Der Frust eines Wintertourenleiters
Manchmal stehen Aufwand und Ertrag in einem krassen Missverhältnis zueinander. Der Zeitaufwand für die Vorbereitung unserer ersten offiziellen Tour ist denn auch deutlich höher ausgefallen als jener für die Tour selbst.
Im Winter hat man es nämlich mit zahlreichen ernsthaften Gegnern gleichzeitig zu tun. Da spielt – wie auch im Sommer – natürlich das Wetter eine massgebende Rolle.
Aber was nützt das schönste Wetter, wenn nicht ausreichend Schnee liegt, oder Schnee welcher, seiner Beschaffenheit wegen, kaum fahrbar ist, Bruchharsch, totaler „Pflotsch“ usw. lassen grüssen. Sollten aber sowohl das Wetter als auch die Schneeverhältnisse akzeptabel sein, gibt es immer noch einen gewaltigen Spielverderber, nämlich die Lawinengefahr. Dieser perfide und heimtückische Bösewicht hat schon manchen Skitouristen das Leben gekostet.
Bei unserer Skitour am letzten Samstag, hatte ich es gleich mit allen drei dieser Gesellen zu tun. In den Waadtländer Alpen, unserem ursprünglichen Ziel, ist der Schnee in den letzten Tagen gänzlich dem Fön zum Opfer gefallen.
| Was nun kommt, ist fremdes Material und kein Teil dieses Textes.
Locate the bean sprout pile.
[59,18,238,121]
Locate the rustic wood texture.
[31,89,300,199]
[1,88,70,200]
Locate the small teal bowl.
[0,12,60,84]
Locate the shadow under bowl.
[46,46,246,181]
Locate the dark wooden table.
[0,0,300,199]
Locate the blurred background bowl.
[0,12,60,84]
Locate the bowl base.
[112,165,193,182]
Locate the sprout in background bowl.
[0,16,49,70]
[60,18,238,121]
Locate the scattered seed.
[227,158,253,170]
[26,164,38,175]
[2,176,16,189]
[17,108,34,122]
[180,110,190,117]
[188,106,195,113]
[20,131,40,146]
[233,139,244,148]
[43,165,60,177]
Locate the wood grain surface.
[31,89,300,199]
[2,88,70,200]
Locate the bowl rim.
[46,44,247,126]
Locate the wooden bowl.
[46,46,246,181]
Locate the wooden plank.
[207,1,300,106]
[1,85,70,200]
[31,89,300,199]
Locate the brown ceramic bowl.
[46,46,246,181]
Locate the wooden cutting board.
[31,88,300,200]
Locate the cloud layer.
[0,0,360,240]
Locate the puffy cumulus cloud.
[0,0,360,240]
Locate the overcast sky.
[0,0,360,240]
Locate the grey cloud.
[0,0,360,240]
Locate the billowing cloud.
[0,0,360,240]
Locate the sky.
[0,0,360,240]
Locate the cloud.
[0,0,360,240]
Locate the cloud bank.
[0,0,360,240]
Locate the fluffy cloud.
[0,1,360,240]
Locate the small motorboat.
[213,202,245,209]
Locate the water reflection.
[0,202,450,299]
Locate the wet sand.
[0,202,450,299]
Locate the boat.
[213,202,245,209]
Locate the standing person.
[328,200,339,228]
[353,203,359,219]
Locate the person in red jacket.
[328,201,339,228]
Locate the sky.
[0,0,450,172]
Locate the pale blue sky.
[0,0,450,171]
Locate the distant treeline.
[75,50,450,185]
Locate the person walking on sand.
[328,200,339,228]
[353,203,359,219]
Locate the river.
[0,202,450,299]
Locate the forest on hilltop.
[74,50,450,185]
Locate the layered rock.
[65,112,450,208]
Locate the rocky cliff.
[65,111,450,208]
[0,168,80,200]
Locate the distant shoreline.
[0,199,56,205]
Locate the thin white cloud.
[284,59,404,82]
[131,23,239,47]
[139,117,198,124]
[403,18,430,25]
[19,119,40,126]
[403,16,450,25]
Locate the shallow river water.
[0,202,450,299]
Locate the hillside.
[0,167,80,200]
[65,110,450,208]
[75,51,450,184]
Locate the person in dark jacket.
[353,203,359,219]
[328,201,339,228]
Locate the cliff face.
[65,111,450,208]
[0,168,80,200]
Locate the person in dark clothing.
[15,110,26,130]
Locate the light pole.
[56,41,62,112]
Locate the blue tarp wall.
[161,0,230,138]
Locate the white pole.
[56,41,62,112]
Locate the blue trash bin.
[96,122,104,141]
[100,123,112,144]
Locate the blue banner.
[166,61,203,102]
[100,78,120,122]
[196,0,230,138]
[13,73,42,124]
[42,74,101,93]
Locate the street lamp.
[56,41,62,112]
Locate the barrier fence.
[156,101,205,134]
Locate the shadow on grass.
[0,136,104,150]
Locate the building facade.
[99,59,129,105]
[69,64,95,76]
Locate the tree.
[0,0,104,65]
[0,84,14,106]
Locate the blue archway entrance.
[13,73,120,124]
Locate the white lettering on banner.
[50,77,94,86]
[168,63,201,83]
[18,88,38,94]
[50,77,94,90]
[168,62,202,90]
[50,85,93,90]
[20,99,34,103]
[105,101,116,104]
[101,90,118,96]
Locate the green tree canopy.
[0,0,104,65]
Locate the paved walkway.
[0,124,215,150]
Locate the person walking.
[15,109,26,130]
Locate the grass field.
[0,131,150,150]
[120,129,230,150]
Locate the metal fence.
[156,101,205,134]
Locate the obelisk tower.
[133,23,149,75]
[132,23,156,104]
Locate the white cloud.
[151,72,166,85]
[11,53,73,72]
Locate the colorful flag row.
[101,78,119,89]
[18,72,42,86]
Das gilt auch für die tieferen Lagen der gesamten Alpensüdseite (Simplongebiet etc.) Die Gotthardregion (Grossraum Andermatt) ist zwar bereits reichlich mit der weissen Pracht ausgestattet, aber hier war – wie in der ganzen Alpennordseite – schlechtes Wetter angesagt. Wollte man etwas unternehmen musste man also in höhere Regionen der Walliser Alpen ausweichen. In diesen herrschte jedoch wieder eine nicht zu unterschätzende Schneebrettgefahr. Was tun? Absagen wäre natürlich die einfachste und billigste Lösung.
Ich hänge mich also ans Telefon, steige ins Internet ein, lasse meine Beziehungen spielen, beauftrage Alex und Brigitte mit Abklärungen, welche sich ihrerseits wieder mit ihnen bekannten Personen in der Region in Verbindung setzen, telefoniere mit dem Chef Lawinendienst Saas, surfe im ganzen Alpenraum herum etc. etc. Nach knapp 3 Stunden hin und her habe ich mich endlich entschieden und war überzeugt, eine gute Lösung parat zu haben.
Doch welche Enttäuschung am Samstagmorgen in Saas-Fee: Die Metro Alpin fährt nicht. Mein schöner Plan fällt mit einem Schlag ins Wasser. Mir tun meine Kameraden, die sich früh morgens aus dem Bett gequält und den Weg ins Gletscherdorf unter die „Räder“ genommen haben, leid. Welch ein Frust…
Doch die wackere SAC-Schar lässt sich nicht entmutigen. Wir entschliessen uns zu einer Trainingstour nach Plattjen. Die Teilnehmer glänzen ausnahmslos mit viel Humor und einer sagenhaft guten Laune. Diese widersteht sogar der grimmigen Kälte und der unangenehm ruppigen Abfahrt zurück ins Tal. Diesen Teilnehmern ist es zu verdanken, dass ich, ihr Tourenleiter, nicht vollends dem Frust erlegen bin. Sie haben den Tag gerettet. Dafür möchte ich jedem einzelnen von ihnen danken. So macht’s – allen widrigen Umständen zum Trotz – immer noch Spass!
Nochmals Dank an alle und bis zum nächsten Mal.